Второй раз он держал в руках золото в доме Гретты, в сорок третьем, в Бохуме. Дурак, поспешил, пьяно поспешил… Бомбежки б дождаться, ее балкой придавить, все б мое было…
Третий раз он увидел золото спустя двадцать семь лет, в семидесятом, когда вез с аэродрома трех старателей.

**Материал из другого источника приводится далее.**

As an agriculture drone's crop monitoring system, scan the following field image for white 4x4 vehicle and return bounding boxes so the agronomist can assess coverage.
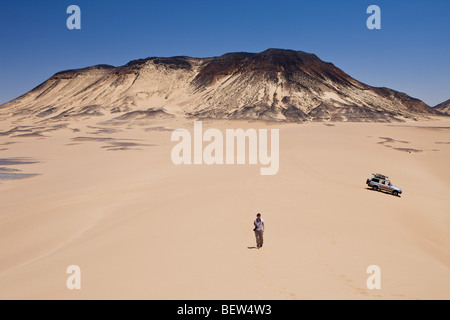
[366,173,403,196]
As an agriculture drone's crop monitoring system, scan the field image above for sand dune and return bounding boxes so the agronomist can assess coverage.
[0,117,450,299]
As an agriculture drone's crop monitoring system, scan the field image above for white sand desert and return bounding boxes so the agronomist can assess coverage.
[0,118,450,299]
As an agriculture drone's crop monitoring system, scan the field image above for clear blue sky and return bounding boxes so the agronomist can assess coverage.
[0,0,450,106]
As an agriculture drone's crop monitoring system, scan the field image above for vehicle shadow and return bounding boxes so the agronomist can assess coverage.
[365,187,401,198]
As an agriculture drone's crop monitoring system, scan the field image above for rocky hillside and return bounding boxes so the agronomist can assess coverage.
[0,49,436,122]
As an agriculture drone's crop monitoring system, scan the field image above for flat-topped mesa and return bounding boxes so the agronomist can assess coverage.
[0,49,440,122]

Он удивился, когда, спросив пассажиров – вполне современных, с аккуратными бородками, не старых еще людей – об их профессии, услышал в ответ:
– Старатели мы.
– Это как? – спросил Кротов, забывший к тому времени свою фамилию; окликни его «Кротовым», не сразу б и оглянулся, и не из-за осторожности, а потому что школа была хорошей, он в «Милинко» вжился, вошел в него целиком.
– Да просто, – ответил один из старателей, – идем в «Центроприиск», заключаем договор, получаем район и стараемся.
– Ну и как? – поинтересовался Кротов. – Настарались?
– Покажем, что ль? – спросил остальных тот, что сидел с ним рядом, и, не дожидаясь ответа, достал из внутреннего кармана презерватив, наполненный серо-желтым песком.
Кротов сразу же вспомнил отца, его ладонь и камушки, которые тот пересыпал; его тогда потрясли отцовские ладони – в жестких морщинках, но такие емкие, что, казалось, никакая сила не сможет из этой ладони золото взять.
Старатель положил презерватив, набитый золотом, на руку, подбросил – тяжело подбросил, тяжесть золота особая, она к телу льнет.
– Ну и сколько же это тянет? – спросил Кротов.
– Тянет хорошо, – ответил тот, что сидел рядом, видимо, старший.